Researchers identify new class of antifungal agents

Researchers have identified a new class of antifungals to treat the more than 300 million people worldwide who develop serious fungal infections. The research is described in the current issue of mBio, the online open-access journal of the American Society for Microbiology.

"Fungal infections are a significant cause of morbidity and mortality worldwide and current antifungal drugs have drawbacks. These new drugs may pave the way for the development of a new class of antifungals," said principal investigator Maurizio Del Poeta, MD, a professor in the Department of Molecular Genetics and Microbiology at Stony Brook University, Stony Brook, New York.

Fungal infections are most commonly found in individuals with medical conditions that compromise the immune system, such as AIDS, or individuals who are being treated with immunosuppressives, such as those battling cancer. The three classes of antifungal drugs currently available—azoles, polyenes, and echinocandins—are far from optimal.

"Even with treatment, the mortality rate of invasive fungal infections is over 50%," said Dr.

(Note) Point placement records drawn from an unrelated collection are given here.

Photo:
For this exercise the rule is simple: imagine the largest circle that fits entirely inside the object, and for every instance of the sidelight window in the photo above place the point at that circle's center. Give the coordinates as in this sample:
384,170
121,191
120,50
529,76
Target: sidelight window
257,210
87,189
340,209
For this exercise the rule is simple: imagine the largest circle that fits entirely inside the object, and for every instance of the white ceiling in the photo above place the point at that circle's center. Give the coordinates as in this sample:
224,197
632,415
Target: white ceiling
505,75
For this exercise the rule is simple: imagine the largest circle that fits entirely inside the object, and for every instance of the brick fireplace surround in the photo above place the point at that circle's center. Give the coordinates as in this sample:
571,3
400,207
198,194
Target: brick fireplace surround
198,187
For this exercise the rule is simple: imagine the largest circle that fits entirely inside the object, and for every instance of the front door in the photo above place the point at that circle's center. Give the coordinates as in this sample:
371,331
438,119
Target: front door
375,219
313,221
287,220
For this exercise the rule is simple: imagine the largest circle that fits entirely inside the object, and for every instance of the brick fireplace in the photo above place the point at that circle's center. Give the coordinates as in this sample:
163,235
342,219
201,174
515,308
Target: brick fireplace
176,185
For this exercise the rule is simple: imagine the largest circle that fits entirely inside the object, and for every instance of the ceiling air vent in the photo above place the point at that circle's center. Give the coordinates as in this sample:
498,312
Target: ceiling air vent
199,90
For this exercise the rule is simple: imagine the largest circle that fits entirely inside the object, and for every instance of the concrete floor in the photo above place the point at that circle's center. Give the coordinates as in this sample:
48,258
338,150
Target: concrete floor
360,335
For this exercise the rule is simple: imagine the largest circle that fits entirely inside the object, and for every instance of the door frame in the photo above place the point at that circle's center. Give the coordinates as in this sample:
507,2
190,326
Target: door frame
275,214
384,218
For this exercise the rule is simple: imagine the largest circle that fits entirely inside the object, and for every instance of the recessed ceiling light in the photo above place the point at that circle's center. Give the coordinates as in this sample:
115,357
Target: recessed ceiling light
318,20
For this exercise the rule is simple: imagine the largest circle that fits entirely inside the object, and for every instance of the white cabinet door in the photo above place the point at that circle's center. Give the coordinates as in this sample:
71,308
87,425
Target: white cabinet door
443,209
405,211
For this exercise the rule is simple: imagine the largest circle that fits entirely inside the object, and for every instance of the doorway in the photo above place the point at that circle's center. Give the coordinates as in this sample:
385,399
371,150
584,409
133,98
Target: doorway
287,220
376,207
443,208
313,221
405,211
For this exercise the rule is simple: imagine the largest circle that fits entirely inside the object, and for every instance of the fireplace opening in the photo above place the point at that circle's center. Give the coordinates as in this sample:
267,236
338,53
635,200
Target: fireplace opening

Del Poeta. "The drugs don't work that well. They are toxic, so they affect other organs, and they are static, meaning they may be able to stop a fungus from replicating but they are not able to kill the fungus." Current antifungals also have a narrow spectrum of activity, and some interact with other drugs such as chemotherapy agents and immunosuppressants."

Previous research has shown that when fungal cells lack a lipid called glucosylceramide (GlcCer), they are unable to replicate. Seeking to exploit this weakness and develop a new class of antifungals, an international group of researchers screened a synthetic drug library for compounds that target the synthesis of fungal but not mammalian GlcCer. "The enzymes that are important for the synthesis of fungal glucosylceramide are different than the ones important for the synthesis of mammalian glucosylceramide," said Dr. Del Poeta. "We thought that because the pathway is totally different, we could specifically target the fungal glucosylceramide without affecting mammalian glucosylceramide, and that is exactly what we did."

They identified two compounds, BHBM and its derivative DO, that decreased levels of fungal but not mammalian glucosylceramide. In test tube and animal studies, these compounds were highly effective against several pathogenic fungi and were well tolerated in animals. The drugs were effective when used alone or in combination with other classes of antifungals. The researchers plan to spend the next five years fine-tuning their research and identifying even more effective compounds that inhibit fungal glucosylceramide.

Serious fungal infections cause 1.3 million deaths annually worldwide. The most common and life-threatening fungal infections are cryptococcosis, candidiasis, aspergillosis, and pneumocystosis.